At the time of the publishing of the press release, Harlem Homicide, along with the FBI and CIA, had issued an international police warrant through Interpol for those persons who had participated in the murders that night.
It was believed that some of the participants might have been from other countries. “It is believed,” they reported, “that some of them came from as far away as Africa.”
Black male serial killers were a rarity, and a foundation for these needed to be established.
They were piecing together fragmented descriptions from the few witnesses they had.
The police had lied, big-time. No human being would ever be charged in connection with those murders, except for Alonzo Morgan, for whom they had a real dead body to point to.
The story was nothing more than a scam to buy time and let the uproar die down. Every parent of every one of those children had been bought into silence—except one, who was never heard from or seen again.

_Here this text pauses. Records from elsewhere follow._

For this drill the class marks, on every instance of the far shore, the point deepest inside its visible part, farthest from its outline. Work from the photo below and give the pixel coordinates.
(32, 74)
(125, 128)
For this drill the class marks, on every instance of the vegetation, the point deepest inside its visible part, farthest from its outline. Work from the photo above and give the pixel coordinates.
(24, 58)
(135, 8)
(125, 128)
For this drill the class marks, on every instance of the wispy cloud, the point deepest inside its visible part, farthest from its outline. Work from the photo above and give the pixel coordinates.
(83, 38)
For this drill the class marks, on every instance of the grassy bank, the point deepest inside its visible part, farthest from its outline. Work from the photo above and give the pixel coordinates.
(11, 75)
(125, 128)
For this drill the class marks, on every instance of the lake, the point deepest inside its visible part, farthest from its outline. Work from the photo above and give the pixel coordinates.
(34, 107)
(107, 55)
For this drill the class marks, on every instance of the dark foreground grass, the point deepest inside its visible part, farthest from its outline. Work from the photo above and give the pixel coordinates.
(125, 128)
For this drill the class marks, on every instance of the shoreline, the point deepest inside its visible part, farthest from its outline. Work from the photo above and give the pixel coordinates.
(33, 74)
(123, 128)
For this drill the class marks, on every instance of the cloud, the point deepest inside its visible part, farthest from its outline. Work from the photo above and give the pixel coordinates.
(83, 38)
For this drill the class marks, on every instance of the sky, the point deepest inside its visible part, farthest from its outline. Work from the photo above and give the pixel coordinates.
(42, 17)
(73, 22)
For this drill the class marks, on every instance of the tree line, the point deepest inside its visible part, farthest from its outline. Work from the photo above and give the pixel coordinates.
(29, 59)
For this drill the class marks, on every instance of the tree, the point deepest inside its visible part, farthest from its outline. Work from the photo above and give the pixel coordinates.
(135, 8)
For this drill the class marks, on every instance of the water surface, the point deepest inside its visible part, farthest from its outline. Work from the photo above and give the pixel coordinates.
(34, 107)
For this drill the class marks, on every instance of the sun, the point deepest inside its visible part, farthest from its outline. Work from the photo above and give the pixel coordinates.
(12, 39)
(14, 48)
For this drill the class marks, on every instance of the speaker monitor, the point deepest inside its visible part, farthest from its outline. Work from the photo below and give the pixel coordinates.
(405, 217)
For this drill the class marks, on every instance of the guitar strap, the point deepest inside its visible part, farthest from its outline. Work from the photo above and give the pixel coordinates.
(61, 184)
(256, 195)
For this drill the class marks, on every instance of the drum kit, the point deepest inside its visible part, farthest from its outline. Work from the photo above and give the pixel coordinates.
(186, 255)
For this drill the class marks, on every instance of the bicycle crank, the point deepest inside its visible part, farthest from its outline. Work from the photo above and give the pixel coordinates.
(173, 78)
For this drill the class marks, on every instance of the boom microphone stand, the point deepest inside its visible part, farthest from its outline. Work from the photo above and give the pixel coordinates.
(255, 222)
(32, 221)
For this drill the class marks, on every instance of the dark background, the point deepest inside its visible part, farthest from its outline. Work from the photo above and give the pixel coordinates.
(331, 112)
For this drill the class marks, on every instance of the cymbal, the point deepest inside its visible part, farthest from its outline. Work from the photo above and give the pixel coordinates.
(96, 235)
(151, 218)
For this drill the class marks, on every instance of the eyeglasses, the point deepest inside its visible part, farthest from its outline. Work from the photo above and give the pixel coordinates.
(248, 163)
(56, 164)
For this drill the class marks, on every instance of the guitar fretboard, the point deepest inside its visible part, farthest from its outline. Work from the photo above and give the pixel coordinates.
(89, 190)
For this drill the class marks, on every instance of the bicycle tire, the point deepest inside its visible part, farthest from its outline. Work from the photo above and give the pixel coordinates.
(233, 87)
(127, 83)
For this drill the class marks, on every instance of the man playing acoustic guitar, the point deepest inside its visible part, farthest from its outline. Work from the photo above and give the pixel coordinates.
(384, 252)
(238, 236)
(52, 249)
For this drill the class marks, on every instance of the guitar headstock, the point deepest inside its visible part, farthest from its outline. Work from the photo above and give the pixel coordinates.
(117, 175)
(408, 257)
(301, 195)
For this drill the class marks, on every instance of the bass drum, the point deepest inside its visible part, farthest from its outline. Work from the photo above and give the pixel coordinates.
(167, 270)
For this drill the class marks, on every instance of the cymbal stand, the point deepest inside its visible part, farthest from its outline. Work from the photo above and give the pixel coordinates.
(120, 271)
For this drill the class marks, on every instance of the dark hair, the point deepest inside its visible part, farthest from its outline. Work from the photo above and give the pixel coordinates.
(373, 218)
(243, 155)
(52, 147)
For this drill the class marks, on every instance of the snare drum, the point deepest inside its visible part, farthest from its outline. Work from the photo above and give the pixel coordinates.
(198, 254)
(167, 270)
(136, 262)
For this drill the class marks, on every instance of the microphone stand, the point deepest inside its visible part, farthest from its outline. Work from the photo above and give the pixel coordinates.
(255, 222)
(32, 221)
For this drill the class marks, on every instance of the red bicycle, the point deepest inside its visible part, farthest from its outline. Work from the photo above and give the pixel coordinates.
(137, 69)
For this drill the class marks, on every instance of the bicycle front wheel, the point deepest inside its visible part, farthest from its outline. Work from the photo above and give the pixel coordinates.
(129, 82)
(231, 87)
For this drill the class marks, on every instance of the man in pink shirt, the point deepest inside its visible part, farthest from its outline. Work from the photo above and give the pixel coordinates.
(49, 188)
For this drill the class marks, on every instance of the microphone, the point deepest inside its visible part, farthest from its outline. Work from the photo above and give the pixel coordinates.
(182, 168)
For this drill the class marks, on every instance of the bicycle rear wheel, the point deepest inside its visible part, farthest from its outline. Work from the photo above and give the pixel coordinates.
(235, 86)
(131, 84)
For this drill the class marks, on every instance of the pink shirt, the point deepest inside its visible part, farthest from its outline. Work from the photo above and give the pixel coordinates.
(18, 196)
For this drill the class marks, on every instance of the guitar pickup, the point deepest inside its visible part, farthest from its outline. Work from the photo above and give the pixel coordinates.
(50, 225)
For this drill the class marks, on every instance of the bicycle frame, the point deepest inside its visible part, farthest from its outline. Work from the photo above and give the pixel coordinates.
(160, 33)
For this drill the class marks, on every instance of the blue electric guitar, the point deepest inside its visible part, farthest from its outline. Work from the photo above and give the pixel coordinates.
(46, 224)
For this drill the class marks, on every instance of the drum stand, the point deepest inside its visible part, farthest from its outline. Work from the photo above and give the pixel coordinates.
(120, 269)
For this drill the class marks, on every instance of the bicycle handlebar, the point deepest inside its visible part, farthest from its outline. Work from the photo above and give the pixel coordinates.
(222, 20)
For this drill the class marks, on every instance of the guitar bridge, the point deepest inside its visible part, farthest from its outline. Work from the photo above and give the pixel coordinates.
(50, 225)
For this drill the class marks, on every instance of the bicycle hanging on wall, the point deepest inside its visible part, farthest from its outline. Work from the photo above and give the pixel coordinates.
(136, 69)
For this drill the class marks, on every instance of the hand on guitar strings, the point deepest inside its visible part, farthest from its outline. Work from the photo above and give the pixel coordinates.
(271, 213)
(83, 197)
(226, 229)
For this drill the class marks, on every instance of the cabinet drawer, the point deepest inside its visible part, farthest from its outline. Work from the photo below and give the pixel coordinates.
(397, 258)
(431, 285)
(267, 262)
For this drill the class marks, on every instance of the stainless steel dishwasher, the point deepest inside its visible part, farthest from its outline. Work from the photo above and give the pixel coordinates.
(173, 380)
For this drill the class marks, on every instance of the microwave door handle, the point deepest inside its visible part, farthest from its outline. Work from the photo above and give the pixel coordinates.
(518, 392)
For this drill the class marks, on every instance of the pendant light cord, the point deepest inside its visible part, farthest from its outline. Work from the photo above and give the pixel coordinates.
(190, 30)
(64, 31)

Eventually, The Schomberg Center for Black Culture and Research was restored, from a construction standpoint at any rate. The documents were restored from the backups that had been held in vaults in Chase Bank. The reams and reams of blank pages were burned.
The room with all the portraits of the authors hanging in it, where the Harlem Writers' Guild held their meetings, was restored to some semblance of what it looked like before Me's destruction.
People could not handle what they had seen. They were not prepared to delve any further.
The story went away on the surface, though it had never gone away in people's minds.
But just as they had been trained and conditioned to do, people believed what was convenient. They believed what they were told, what they saw and heard in the press, simply because that was the way it was.
That was the way it was in Harlem after fifty gifted and talented young black boys had been slain in a night, their blood drained from their bodies, their bodies broken up on the streets of Harlem, sunflower seeds stuffed in their throats, and the coveted sneakers removed from their feet.
That was just the way it was. The story, just like those boys, in time had expired—expired on the surface, anyway.
But it could never be extinguished from people's souls.